Virtual accounts in vSphere 6.0 for Windows increase the security of vCenter Server by disallowing privilege escalation within the host operating system in the event that a single service becomes compromised. Because all services are placed into their own silo using virtual accounts. Even when a user gains access to a single virtual account, they are limited only to the functionality of that account and also limited to only that single service.

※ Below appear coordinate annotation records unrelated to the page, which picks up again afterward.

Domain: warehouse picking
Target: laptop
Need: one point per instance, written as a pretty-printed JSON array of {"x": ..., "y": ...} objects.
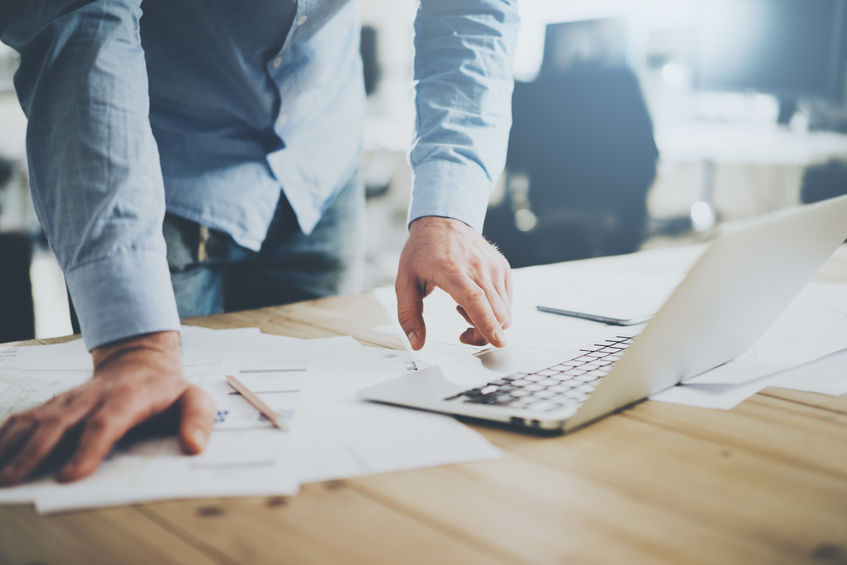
[{"x": 731, "y": 295}]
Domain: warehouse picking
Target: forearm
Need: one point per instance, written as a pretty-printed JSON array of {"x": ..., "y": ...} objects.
[
  {"x": 463, "y": 102},
  {"x": 94, "y": 170}
]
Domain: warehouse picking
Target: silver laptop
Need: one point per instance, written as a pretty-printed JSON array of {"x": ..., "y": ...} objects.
[{"x": 743, "y": 281}]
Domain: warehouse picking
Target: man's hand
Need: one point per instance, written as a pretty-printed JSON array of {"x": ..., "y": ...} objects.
[
  {"x": 446, "y": 253},
  {"x": 134, "y": 380}
]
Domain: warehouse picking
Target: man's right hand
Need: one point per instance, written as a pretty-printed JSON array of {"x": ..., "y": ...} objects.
[{"x": 134, "y": 381}]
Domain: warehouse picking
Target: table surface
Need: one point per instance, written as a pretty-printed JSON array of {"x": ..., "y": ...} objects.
[
  {"x": 766, "y": 145},
  {"x": 765, "y": 482}
]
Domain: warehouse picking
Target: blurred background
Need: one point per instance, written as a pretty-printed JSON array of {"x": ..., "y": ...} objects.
[{"x": 637, "y": 124}]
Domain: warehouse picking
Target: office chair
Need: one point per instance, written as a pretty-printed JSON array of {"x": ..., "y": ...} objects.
[{"x": 582, "y": 139}]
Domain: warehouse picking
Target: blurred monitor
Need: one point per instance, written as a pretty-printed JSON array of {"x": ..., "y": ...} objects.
[
  {"x": 789, "y": 48},
  {"x": 602, "y": 41}
]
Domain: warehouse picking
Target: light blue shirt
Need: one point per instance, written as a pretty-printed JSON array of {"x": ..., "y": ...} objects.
[{"x": 212, "y": 109}]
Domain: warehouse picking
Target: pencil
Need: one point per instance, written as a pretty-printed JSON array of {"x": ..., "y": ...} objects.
[{"x": 256, "y": 402}]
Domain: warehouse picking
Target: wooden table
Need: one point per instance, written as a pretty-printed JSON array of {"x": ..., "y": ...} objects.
[{"x": 763, "y": 483}]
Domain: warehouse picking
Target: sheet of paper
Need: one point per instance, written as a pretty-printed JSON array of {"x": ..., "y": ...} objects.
[
  {"x": 827, "y": 375},
  {"x": 343, "y": 436},
  {"x": 243, "y": 455},
  {"x": 312, "y": 383},
  {"x": 812, "y": 327}
]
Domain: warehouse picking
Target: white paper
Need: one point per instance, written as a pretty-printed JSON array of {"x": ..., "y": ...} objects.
[
  {"x": 812, "y": 327},
  {"x": 827, "y": 375},
  {"x": 312, "y": 383}
]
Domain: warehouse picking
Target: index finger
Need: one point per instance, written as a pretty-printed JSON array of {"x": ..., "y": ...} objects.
[{"x": 473, "y": 299}]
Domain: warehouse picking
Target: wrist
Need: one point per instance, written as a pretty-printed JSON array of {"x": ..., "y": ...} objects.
[
  {"x": 164, "y": 345},
  {"x": 428, "y": 222}
]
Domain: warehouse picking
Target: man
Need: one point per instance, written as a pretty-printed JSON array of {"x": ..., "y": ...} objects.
[{"x": 244, "y": 123}]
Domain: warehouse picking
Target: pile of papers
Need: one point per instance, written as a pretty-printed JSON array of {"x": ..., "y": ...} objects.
[{"x": 311, "y": 383}]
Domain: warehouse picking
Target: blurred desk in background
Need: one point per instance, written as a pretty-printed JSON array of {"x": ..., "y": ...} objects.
[
  {"x": 734, "y": 171},
  {"x": 747, "y": 145}
]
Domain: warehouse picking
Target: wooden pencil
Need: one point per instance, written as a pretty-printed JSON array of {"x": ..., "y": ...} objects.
[{"x": 256, "y": 402}]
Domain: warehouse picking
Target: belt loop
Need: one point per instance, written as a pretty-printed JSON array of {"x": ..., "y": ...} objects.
[{"x": 201, "y": 244}]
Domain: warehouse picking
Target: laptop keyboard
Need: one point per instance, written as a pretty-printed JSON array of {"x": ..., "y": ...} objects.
[{"x": 562, "y": 385}]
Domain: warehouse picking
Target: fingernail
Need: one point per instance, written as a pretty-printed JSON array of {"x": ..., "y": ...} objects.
[{"x": 413, "y": 337}]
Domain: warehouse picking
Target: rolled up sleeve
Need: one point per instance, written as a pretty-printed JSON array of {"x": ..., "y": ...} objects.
[
  {"x": 94, "y": 167},
  {"x": 463, "y": 58}
]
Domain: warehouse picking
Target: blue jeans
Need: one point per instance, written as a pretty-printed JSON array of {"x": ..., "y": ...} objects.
[{"x": 210, "y": 273}]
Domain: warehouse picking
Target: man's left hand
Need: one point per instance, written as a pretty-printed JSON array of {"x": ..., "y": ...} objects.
[{"x": 449, "y": 254}]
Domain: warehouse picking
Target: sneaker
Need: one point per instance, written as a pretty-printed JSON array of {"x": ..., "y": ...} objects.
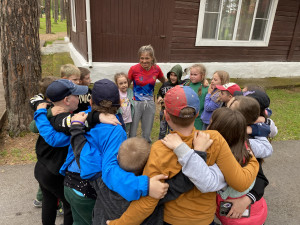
[
  {"x": 60, "y": 212},
  {"x": 37, "y": 203}
]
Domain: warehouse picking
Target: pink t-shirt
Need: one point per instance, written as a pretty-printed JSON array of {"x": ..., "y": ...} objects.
[{"x": 126, "y": 107}]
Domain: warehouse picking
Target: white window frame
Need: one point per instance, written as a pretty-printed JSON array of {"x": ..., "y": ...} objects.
[
  {"x": 250, "y": 43},
  {"x": 73, "y": 15}
]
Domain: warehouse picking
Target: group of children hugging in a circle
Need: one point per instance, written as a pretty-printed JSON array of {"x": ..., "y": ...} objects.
[{"x": 206, "y": 163}]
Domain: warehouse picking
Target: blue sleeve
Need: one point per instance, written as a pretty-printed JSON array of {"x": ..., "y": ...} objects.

This ensures that the vSphere 6.0 environment is running on a minimum set of privileges that is dependent on the specific service.
The following virtual accounts are now used as the service accounts to run their respective service.
Service | Service Account |
VMware Component Manager | NT SERVICE\VMwareComponentManager |
VMware Content Library Service | NT SERVICE\vdcs |
VMware ESX Agent Manager | NT SERVICE\EsxAgentManager |
VMware Message Bus Config Service | NT SERVICE\mbcs |
VMware Performance Charts | NT SERVICE\vmware-perfcharts |
VMware Postgres | NT SERVICE\vPostgres |
VMware vAPI Endpoint | NT SERVICE\vapiEndpoint |
VMware vCenter workflow manager | NT SERVICE\vmware-vpx-workflow |
VMware vService Manager | NT SERVICE\VServiceManager |
VMware vSphere Audo Deploy Waiter | NT SERVICE\vmware-autodeploy-waiter |
VMware vSphere Web Client | NT SERVICE\vspherewebclientsvc |
Notes:
- Future releases of vSphere uses unique virtual accounts for all services. However, vSphere 6.0 is limited to the preceding list.
- Do not change these accounts after they are established.